— Но вы потеряли ваши плантации на Мартинике, — сказала Грэйния. — Жаль, что так случилось, я вам очень сочувствую.
— Я их верну. Однажды они снова станут моими.
— А тем временем вы могли бы помочь нам управиться с нашими.
— Хотел бы помочь ради вас, но вы должны понять, что это невозможно. Попробуйте убедить вашего отца сосредоточить все внимание на выращивании мускатного ореха. Здесь он растет лучше, чем на других островах, и спрос на него по всему миру всегда велик.
— По-моему, папа не жалует мускатный орех из-за того, что он не сразу дает плоды.
Граф кивнул:
— Это верно. Приходится ждать лет восемь, а то и девять. Но урожай постоянно возрастает до тех пор, пока дереву не исполнится тридцать лет. В среднем с каждого дерева собирают от трех до четырех тысяч орехов ежегодно.
— Вот уж не знала, что так много! — воскликнула Грэйния.

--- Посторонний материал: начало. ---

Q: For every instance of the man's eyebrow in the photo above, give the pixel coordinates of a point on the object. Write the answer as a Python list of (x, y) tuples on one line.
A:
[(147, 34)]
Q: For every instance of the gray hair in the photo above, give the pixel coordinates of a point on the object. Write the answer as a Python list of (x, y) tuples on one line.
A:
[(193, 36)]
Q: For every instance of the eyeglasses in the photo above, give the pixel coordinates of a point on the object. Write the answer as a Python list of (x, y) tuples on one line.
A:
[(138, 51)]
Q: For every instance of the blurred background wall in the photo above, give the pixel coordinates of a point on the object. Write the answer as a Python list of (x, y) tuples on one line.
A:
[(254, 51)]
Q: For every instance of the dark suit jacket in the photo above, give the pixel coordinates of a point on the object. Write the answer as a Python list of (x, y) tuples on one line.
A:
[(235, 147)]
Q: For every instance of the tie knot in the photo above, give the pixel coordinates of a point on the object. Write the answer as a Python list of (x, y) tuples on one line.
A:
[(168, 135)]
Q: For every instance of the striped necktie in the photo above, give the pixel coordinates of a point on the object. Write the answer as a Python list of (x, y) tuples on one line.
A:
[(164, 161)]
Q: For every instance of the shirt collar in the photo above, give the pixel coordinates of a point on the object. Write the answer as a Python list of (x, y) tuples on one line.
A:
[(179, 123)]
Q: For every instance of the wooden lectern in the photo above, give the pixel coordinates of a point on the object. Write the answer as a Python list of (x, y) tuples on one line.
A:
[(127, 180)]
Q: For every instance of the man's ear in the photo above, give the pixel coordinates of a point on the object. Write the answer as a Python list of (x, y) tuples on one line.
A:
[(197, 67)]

— Вдобавок они дают по два урожая, — продолжал граф, — а у вас ведь уже есть некоторое количество деревьев. К сожалению, слишком близко к ним посажены другие плодовые деревья, к тому же их забивает и душит подлесок.
Он помолчал, но, убедившись, что Грэйния слушает его с глубоким вниманием, сказал:
— Простите, что читаю вам лекцию. Но, честное слово, меня очень огорчает, когда я вижу, как попусту пропадает земля, способная давать хороший урожай.
— Мне бы хотелось, чтобы папа услышал это от вас.
— Сомневаюсь, что он стал бы ко мне прислушиваться, — заметил граф. — Но вы сами могли бы это объяснить человеку, который будет работать на вашего отца.
— На него работал Эйб, но папа вызвал его к себе. Не мог обойтись без него.
Граф ничего не ответил, и снова наступило молчание.
Первой заговорила Грэйния с удрученным вздохом:
— Я чувствую себя совершенно беспомощной, задача для меня непосильная.
— Конечно, непосильная, и мне не следовало так говорить с вами. Вам в вашем возрасте надо наслаждаться жизнью и видеть все в радужном свете. К чему вам мысли о пропадающей попусту плодородной земле и о каких-то там пиратах, занимающих ваш дом, пока он пустует?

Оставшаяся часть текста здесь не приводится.